A federal appeals panel expressed skepticism Wednesday that a heterosexual woman should be allowed to bring claims of sexual orientation discrimination after she was fired over a Facebook post that disparaged a transgender individual.
The three-judge panel of the U.S. Court of Appeals for the Fifth Circuit considered claims from a Louisiana woman, Bonnie O’Daniel, who argued that her supervisor, who is gay, unlawfully retaliated against her because she is heterosexual. O’Daniel lost her case in Louisiana federal district court.
O’Daniel’s Facebook post expressed her views and concerns about a transgender individual being allowed to use a bathroom or dressing room designated for women. O’Daniel’s boss took offense to the social media post, which said: “For all of you people who say you don’t care what bathroom it’s using, you’re full of [expletive]! Let this try to walk in the women’s bathroom while my daughters are in there. #hellwilllfreezeoverfirst.”
O’Daniel’s claims of retaliation presented the appeals court a fresh chance to address the scope of Title VII employment rights, which forbid companies from discriminating on the basis of sex, race, color, religion and national origin.
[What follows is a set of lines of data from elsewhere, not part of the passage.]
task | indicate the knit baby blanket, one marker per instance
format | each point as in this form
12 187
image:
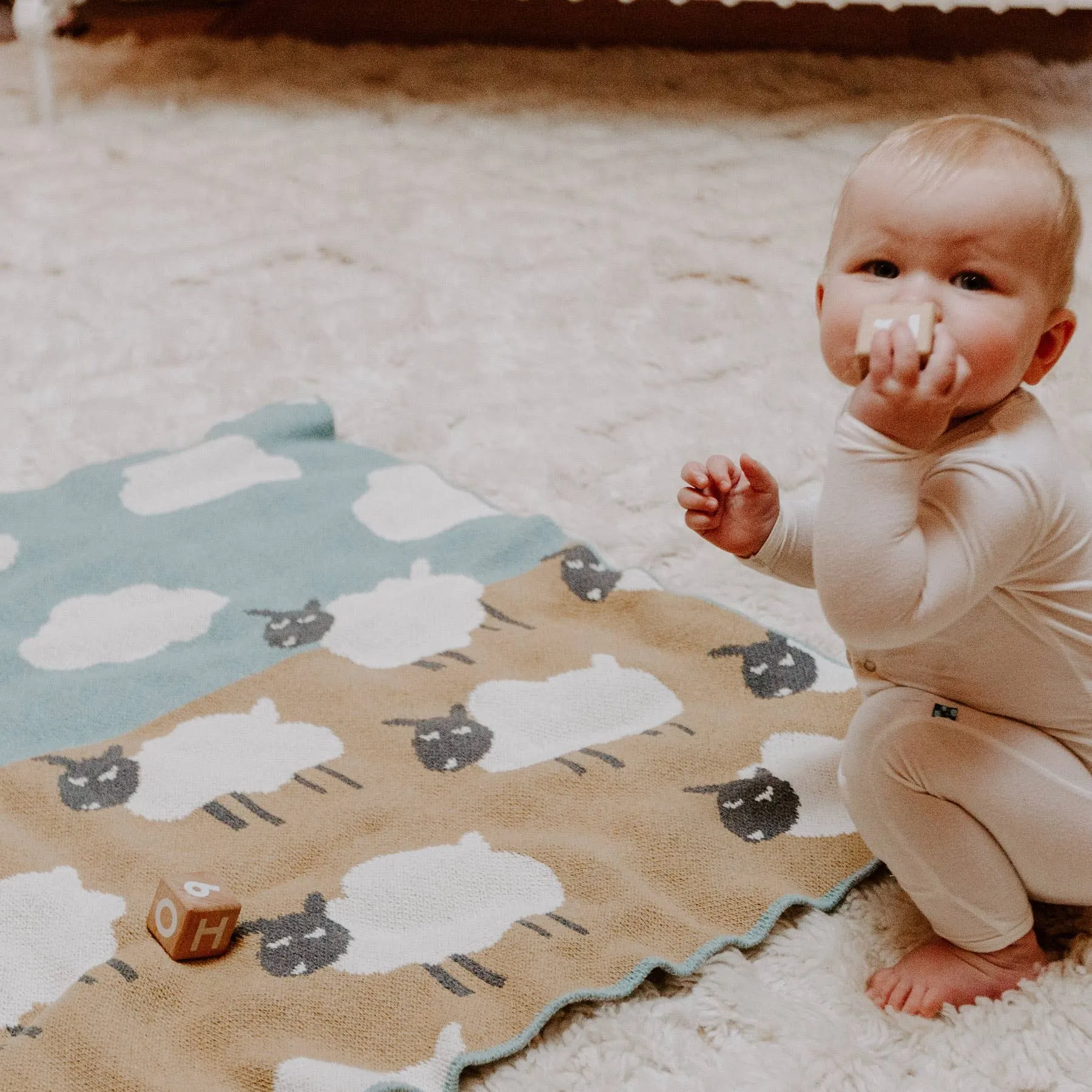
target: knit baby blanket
459 771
Courts, however, are divided over whether the law extends to protect against sexual orientation bias.
At Wednesday’s hearing, Fifth Circuit Judge Catharina Haynes seemed disinclined to reach the divisive question about the scope of Title VII, an issue that is pending in petitions at the U.S. Supreme Court. Haynes zeroed in several times on the substance of O’Daniel’s Facebook post as the root of her termination.
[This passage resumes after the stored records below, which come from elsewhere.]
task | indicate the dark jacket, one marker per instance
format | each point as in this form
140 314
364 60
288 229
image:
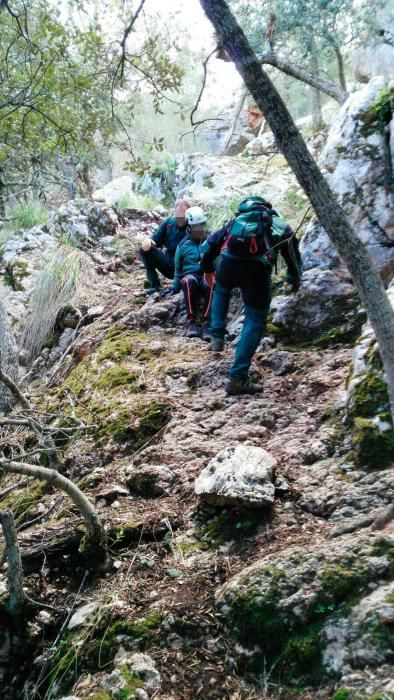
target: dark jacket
187 260
168 235
284 242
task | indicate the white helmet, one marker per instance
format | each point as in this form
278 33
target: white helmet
195 215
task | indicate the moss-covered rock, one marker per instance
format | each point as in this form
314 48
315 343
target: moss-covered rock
282 604
134 423
22 501
115 377
117 344
373 443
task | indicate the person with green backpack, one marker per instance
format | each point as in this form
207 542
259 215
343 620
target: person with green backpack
248 247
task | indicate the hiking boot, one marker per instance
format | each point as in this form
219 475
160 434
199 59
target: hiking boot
191 330
205 334
216 345
242 385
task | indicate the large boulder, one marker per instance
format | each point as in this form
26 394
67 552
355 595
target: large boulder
313 612
356 165
238 475
115 190
324 301
23 256
82 220
355 158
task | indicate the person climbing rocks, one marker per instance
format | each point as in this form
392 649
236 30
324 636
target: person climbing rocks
248 245
158 252
190 278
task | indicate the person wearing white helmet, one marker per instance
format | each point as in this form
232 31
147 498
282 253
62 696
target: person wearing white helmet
157 253
188 274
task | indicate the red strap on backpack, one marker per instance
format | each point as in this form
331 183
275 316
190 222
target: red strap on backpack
253 249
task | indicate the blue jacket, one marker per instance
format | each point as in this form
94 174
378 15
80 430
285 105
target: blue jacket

“I don’t think Title VII protects you from being a jerk,” Haynes said at one point during the hearing.
Haynes said at another point: “I’m pushing back against the notion that a company has to keep people, in the age of Twitter shaming, and people not doing business at companies they feel are racist, sexist, anti-LGBT, et cetera, that somebody has to keep on their payroll someone espousing those views.”
Gregory Nevins, senior counsel at Lambda Legal Defense and Education Fund, argued as an amicus. Nevins expressed concern about a conclusion in the trial court’s ruling that it was “unreasonable” for O’Daniel to believe in early 2016 that Title VII covers sexual orientation discrimination.
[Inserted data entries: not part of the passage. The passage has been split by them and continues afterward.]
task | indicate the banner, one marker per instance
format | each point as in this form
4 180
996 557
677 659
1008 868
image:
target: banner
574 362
“I wanted to come after the low-hanging fruit,” Nevins told the appeals panel. “The district court said clearly ‘it was unreasonable for an employee to believe that sexual orientation was covered by Title VII.’ Please do not affirm that ruling,” Nevins said. He added, “We are in the middle of the ball game and we don’t have the final score yet.”
O’Daniel’s attorney, J. Arthur Smith, of the Smith Law Firm in Baton Rouge, argued that his client could reasonably believe that Title VII protects against sexual orientation discrimination.
Haynes asked whether the firing of an employee who rants against an African-American person could give rise to a Title VII race-based retaliation claim. “We have had a lot of cases where an employee did something racist, the public was outraged, the personal was fired,” Haynes said. “Do those people now have a Title VII action?”
Smith said he would not go that broadly and said there were a series of events after O’Daniel’s Facebook post that led her to believe she was being treated differently because she was a heterosexual woman.
Timothy Scott, Fisher & Phillips partner in New Orleans, who represented O’Daniel’s former employer, said the Facebook post in question could have been equally offensive to a heterosexual employer as it was to a homosexual one. He argued the company, Industrial Service Solutions, was within its rights to fire its employee for offensive speech.
Any change to the reach of Title VII to include sexual orientation should be decided by Congress, Scott argued.
Scott told the judges that it was possible to affirm the lower court’s decision without wading into broader questions. “The facts are she wasn’t fired for her sexual orientation,” Scott said. “This falls within at-will employment.”